La crisi sociale e il mercato nero hanno fatto il resto. Potrebbe essere un caso – ma non lo è – che parallelamente ai proclami contro i paesi produttori, e agli annunci di pena di morte per gli spacciatori, con uno dei suoi primi ordini esecutivi – bloccato per ora da un giudice – l’amministrazione Trump abbia tagliato anche i finanziamenti destinati ai servizi di riduzione del danno, al trattamento delle persone che usano droghe, all’accessibilità degli alloggi e all’assistenza sanitaria.

Come non è un caso che Trump se la prenda con il fentanyl, una sostanza usata da vecchi e nuovi emarginati che ricordano, nella loro rappresentazione, i consumatori di crack nei ghetti neri degli anni ’80 e ’90. Questo scopre il volto classista della war on drugs che – almeno per il momento – non interviene sulla cannabis, la cui legalizzazione in Florida Trump aveva addirittura supportato in piena campagna elettorale. Del resto nell’immaginario collettivo statunitense la cannabis non è più la “droga che causa follia, criminalità e morte” degli anni ’30 di Anslinger, il primo zar antidroga. Il successo delle legalizzazioni, e lo stesso business che si è creato, ha normalizzato quell’erba che non è più la droga importata dai clandestini messicani, visto che oggi è prodotta nelle serre a stelle e strisce.
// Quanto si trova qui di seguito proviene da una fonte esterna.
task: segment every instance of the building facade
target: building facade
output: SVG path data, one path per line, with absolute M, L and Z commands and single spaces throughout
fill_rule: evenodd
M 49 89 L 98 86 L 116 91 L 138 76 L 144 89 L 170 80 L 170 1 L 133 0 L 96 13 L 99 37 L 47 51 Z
La svolta trumpiana potrebbe provocare ulteriori riflessi nelle politiche globali. L’anno scorso, alla Commissione Droghe dell’Onu a Vienna (CND), per la prima volta gli USA fecero approvare una risoluzione sulla promozione della riduzione del danno, lasciando isolate Russia e Cina. Una conseguenza della marginalizzazione della Russia in sede internazionale a causa della guerra in Ucraina. Il riavvicinamento con Putin potrebbe far tornare in auge la retorica sul “pericolo globale della droga”. Lo scopriremo presto: la prossima CND, a Vienna a metà marzo, sarà il primo banco di prova del nuovo ordine trumpiano sulle droghe.